The innovation and limitations of the research
4.3.
This study pioneers the integration of centrifugation–NMR coupled experiments, stepwise thermal desorption and methane adsorption analysis to achieve multi-scale quantitative characterization of shale fluid occurrence states: (i) by combining variable-speed centrifugation with NMR T₂ spectrum evolution, we established for the first time a quantitative correlation between pore types and fluid mobility; (ii) stepwise thermal desorption was employed to quantitatively distinguish mobile water, capillary-bound water and clay-bound water, clarifying their temperature response thresholds; and (iii) methane adsorption NMR spectra demonstrated the distribution patterns of adsorbed and free gas.
The experiments were conducted solely on shale samples from the Chongqing region and did not include typical reservoirs such as those with high clay mineral content or siliceous shale. The study focused on single-phase (water/methane) systems and did not account for interfacial effects under formation conditions when hydrocarbons and water coexist. Additionally, NMR T₂ spectra are unable to distinguish the adsorption layer thickness in pores smaller than 2 nm.
Conclusion
Strong coupling between pore structure and gas occurrence state. The pore size distribution in shale reservoirs directly governs the occurrence states of methane. Micropores serve primarily as storage sites for adsorbed gas, whereas larger pores predominantly accommodate free gas.
Micropores as the dominant storage for adsorbed gas. Due to their high specific surface area and pore size typically less than 5 nm, micropores adsorb a significant amount of methane. The gas in these pores exists mainly in the adsorbed state and is difficult to release under standard reservoir conditions.
Large pores as reservoirs for free gas. Mesopores and macropores, with pore sizes significantly greater than 5 nm, provide ample space for free gas storage. Methane molecules in these pores exhibit higher mobility and can be more easily produced during reservoir exploitation.
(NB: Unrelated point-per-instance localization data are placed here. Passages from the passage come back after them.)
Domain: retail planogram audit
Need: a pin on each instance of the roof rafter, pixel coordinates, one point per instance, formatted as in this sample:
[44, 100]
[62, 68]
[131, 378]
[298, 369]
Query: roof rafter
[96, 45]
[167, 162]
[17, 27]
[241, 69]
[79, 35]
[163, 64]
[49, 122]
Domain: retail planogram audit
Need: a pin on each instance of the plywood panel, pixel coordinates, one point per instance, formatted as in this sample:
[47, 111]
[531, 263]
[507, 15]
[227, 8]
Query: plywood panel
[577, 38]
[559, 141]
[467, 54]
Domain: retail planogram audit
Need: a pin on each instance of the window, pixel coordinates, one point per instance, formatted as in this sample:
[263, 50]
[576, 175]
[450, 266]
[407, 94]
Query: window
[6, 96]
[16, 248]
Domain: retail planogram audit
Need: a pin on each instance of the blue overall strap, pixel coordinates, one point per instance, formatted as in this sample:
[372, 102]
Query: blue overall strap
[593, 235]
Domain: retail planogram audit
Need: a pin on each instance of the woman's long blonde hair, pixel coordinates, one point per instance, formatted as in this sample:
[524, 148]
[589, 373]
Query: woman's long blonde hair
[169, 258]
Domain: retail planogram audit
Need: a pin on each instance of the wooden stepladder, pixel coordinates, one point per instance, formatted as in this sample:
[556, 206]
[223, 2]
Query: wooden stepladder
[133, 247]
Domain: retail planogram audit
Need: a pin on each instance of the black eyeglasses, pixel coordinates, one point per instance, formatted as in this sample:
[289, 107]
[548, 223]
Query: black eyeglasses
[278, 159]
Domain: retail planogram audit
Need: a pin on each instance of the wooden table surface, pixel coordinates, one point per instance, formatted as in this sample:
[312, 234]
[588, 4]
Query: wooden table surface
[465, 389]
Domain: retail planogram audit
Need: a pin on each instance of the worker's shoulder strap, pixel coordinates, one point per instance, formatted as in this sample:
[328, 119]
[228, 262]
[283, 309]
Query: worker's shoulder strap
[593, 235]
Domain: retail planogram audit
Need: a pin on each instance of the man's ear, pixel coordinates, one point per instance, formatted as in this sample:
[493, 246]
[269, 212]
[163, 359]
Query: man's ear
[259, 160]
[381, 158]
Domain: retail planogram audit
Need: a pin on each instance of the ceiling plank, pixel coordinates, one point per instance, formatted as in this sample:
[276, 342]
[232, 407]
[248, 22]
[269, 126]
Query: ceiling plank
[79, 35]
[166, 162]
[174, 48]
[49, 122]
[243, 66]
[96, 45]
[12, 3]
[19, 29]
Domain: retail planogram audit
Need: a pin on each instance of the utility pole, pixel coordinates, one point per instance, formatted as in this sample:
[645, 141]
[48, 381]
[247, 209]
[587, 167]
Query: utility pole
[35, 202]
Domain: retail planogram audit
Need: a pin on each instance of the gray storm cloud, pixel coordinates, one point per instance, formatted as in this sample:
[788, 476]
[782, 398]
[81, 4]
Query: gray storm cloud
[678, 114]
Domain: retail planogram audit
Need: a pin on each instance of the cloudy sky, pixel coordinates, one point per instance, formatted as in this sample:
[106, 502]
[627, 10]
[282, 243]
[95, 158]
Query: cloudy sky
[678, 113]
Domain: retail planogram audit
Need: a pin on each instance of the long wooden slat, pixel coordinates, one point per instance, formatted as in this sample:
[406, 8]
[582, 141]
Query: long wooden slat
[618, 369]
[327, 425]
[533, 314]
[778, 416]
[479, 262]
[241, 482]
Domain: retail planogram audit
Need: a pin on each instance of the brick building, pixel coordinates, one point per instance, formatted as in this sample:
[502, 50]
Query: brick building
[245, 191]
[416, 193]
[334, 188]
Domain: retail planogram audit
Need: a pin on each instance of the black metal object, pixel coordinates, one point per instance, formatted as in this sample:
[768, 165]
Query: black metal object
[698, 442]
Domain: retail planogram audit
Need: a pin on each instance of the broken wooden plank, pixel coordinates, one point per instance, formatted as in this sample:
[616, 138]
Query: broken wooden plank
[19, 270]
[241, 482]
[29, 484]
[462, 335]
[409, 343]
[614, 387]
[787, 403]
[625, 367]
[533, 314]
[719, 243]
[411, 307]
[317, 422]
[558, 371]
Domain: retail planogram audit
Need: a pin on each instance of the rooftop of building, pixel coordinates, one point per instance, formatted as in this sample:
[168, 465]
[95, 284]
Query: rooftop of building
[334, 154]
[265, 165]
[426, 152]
Influence of capillary effects and kinetic energy on gas transport. In micropores, pronounced capillary effects result in strong fluid confinement, making gas release challenging. Conversely, in macropores, the mobility of gas is greatly enhanced, facilitating efficient migration and production.
Guidance for optimization of reservoir development strategies. The variation in pore structure necessitates targeted development strategies for shale gas reservoirs. In formations dominated by micropores, advanced hydraulic fracturing may be required to enhance the release of adsorbed gas. For reservoirs with prevalent macropores, efforts should focus on optimizing transport pathways and improving gas mobility.
In summary, the occurrence state of methane in shale reservoirs is fundamentally controlled by the pore structure. A quantitative understanding of the interplay between pore architecture and fluid occurrence not only advances the scientific understanding of shale gas systems but also provides critical guidance for optimizing extraction technologies and improving recovery efficiency.